Venti anni fa, di questi tempi, l’America si stava preparando ad elezioni presidenziali praticamente senza storia. In campo democratico di fatto un solo candidato, Bill Clinton, che viaggiava tranquillo verso la rielezione un anno dopo, nel novembre del 1996, con le vele gonfie di quattro anni di crescita economica e di incontrastata supremazia globale dopo il collasso dell’impero del male nel 1991. Il campo repubblicano era riuscito a schierare alle primarie ben 11 candidati, per mandare alla fine a perdere l’anziano senatore del Kansas Bob Dole. Vent’anni dopo, lo scenario sembra identico: una sola locomotiva è diretta nella stazione democratica, almeno per ora, quella della moglie di Bill, Hillary, mentre i repubblicani hanno già battuto il record del 1995 con ben 16 candidature alle primarie. Tra tutte per ora spiccano quelle di Jeb Bush (sarebbe il terzo) e di Donald Trump (in una parte simile a quella recitata vent’anni prima da Ross Perot, che però si era presentato da indipendente). Cosa fosse in palio vent’anni fa era chiarissimo: la prosecuzione dell’era di prosperità e supremazia internazionale iniziata nel 1980 con la vittoria di Ronald Reagan su Jimmy Carter. Il solo problema era a chi affidare il timone, a un repubblicano poco collaudato anche se stagionato che si richiamava ai valori di Reagan, o a un democratico giovane ma collaudato che nei quattro anni precedenti aveva dimostrato di essere, molto più di Bush senior, il vero successore proprio di Reagan, un po’ come Tony Blair lo sarebbe stato della Thatcher in Gran Bretagna. Cosa sia in palio oggi è molto meno chiaro.

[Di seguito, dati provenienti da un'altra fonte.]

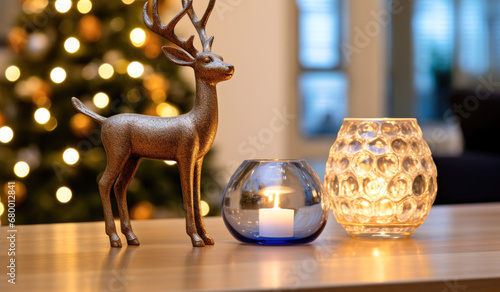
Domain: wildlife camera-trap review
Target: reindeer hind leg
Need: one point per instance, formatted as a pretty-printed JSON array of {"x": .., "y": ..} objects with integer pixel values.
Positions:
[
  {"x": 198, "y": 217},
  {"x": 186, "y": 169},
  {"x": 113, "y": 168},
  {"x": 121, "y": 185}
]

Dopo otto anni di W. Bush e altri otto di Obama l’America sembra in crisi d’identità. Crisi d’identità politica, dopo aver speso trilioni di dollari nelle guerre in Medio Oriente senza cavare un ragno dal buco. E crisi d’identità economica, dopo aver stampato altri trilioni di dollari per tenere in piedi il sistema finanziario mandato in tilt dal crac di Lehman Brothers. Obama sembra essere stato più il tentativo di farsi perdonare per il doppio disastro da parte di una classe dirigente ancora sostanzialmente conservatrice e molto legata a Wall Street che non il segno di una maturità politica e culturale ormai raggiunta e in grado di mandare un nero alla Casa Bianca. Se così non fosse ci sarebbe stato almeno il tentativo di una qualche continuità. E così in palio sembra esserci più che uno scontro sui contenuti piuttosto una guerra di successione tra due dinastie: quella dei Bush e dei petrolieri da una parte e quella dei Clinton ereditieri dei Kennedy, liberal ma amici di Wall Street dall’altra. In questa guerra di successione si è infilato Donald Trump, “the Donald”, l’archetipo scopiazzato in Italia da Briatore. Gli avversari del tycoon da 10 miliardi di dollari (ma Forbes dice che ne vale solo 4,1 – sempre miliardi) per ora sono quelli del suo campo. E c’è da capirlo, prima di andare allo scontro finale con Hillary deve farne fuori 15! Per ora gli attacchi ai compagni di partito, a cominciare dal povero John Mc Cain, stanno pagando, e i sondaggi lo indicano in testa tra i repubblicani. Trump cerca di rivendere il sogno americano, un usato davvero usurato e ormai poco sicuro. Ma è qualcosa che può avere un certo appeal rispetto alle colonne di fumo che per ora escono dagli accampamenti del giovane Bush e della non più giovane Hillary.
Come va a finire? Probabilmente i fuochi accesi dal Donald hanno già prodotto le loro fiamme più alte, e non sarà lui lo sfidante repubblicano. Giochi fatti in campo democratico? Ad oggi sembra proprio di sì. Per cambiare le carte in tavola ci vorrebbe una novità davvero grossa, un democratico convertito repubblicano, come Reagan nel 1980, o magari al contrario un repubblicano che diventa democratico. Come ad esempio l’ex sindaco di New York Michael Bloomberg, diventato repubblicano solo perché il campo democratico al tempo della sua elezione nella Grande Mela era troppo affollato. Che fra l’altro forse ostenta meno, ma vale molto, ma molto di più di the Donald. Secondo la classifica di Forbes del 2015 la bellezza di 35,5 miliardi di dollari. L’ultima cosa di cui l’America ha bisogno è una guerra di successione. Servirebbe una pacificazione invece, ma che può avvenire solo nel segno del Dna americano: frontiera, capitalismo, mercato. Possibilmente non alla Briatore.